Stettheimer has given her beloved teacher a horsey jaw and Thomas Jefferson’s brow, and fussed over the details of her face enough to make a hash out of the skin and coloring. Von Prieser’s right arm descends uncomfortably far, the pale hand upturned in a gesture that looks obscene, a ball-grabbing threat such as one might expect from Don Corlione.

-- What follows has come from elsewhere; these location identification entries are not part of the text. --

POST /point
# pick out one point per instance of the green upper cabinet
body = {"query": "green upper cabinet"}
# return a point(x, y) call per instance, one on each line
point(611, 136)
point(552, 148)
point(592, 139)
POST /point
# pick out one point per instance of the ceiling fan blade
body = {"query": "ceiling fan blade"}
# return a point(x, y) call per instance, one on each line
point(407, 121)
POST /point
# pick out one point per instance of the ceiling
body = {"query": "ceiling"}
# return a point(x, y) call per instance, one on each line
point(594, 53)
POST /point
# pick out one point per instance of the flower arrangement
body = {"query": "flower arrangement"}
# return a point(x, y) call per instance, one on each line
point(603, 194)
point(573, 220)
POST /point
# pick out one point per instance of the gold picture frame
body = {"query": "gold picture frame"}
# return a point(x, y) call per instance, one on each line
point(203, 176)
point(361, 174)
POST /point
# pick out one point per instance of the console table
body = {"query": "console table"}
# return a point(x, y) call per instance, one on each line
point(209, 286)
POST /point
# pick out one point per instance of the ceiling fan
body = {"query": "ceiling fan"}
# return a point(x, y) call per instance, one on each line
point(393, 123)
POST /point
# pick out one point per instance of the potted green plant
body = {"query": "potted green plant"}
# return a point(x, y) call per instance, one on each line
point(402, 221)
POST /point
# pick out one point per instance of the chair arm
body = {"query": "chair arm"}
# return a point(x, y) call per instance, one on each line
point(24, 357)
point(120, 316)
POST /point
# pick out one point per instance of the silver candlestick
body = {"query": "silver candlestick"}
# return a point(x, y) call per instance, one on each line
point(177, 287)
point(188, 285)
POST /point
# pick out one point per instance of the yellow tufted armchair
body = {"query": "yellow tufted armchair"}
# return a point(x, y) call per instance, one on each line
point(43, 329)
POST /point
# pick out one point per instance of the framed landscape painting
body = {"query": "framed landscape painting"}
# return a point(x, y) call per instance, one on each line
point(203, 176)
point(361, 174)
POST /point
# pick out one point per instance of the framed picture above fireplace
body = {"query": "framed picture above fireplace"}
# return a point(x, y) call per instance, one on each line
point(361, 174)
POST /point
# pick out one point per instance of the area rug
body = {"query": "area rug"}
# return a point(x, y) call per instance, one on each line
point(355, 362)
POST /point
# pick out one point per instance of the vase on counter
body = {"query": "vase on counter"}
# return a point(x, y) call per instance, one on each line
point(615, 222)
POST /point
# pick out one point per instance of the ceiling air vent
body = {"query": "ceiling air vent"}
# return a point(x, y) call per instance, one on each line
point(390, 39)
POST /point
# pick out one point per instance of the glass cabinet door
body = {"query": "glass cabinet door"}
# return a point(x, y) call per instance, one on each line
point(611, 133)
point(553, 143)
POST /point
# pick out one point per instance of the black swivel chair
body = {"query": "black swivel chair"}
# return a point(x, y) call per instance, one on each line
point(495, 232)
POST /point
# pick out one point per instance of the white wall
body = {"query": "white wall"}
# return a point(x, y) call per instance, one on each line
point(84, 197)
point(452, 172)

In her other hand she holds her pince nez away from her face, her mouth curling downward in a disapproving scowl. However adoring the girlish Stettheimer in the mirror is, her black-clad mistress is that much dismissive, perhaps disgusted by, the white-smocked student.

The largest head in the painting, the dominant portrait, is a grossly oversized Hellenic bust on the mantle, outsizing the full-body of Stettheimer in the mirror beside it, and more than doubling the size of Fraulein Von Prieser’s own foregrounded head. Its marble is as clear and smooth as the face of Fraulein Von Prieser is hashed and gashed. Whatever pas de deux of attraction and repulsion is transpiring between mistress and student, this older, wiser face gazes serenely, eyeless, through that distraction, at us. Thus, the Portrait of Fraulein Sophie Von Priesser presents two simultaneous relationships: the temporary, eventful one of Florine Stettheimer and her commanding mistress; and the eternal, unchanging one of Hellenic beauty and its viewer.

Out in the landscape (a closely shorn meadow that opens off a formal, collonaded garden), a dozen schoolgirls stand in a ring holding hands. Their circuit is complete, closed, as is the charged gap between girl and governess. Not so the clear gaze of Hellenic beauty. It awaits us. .

Matthew Stadler is a novelist (Landscape: Memory, Allan Stein) and editor and cofounder of Clear Cut Press. His writing appears in Domus, Frieze, Artforum, Dwell, The Stranger, and many other publications.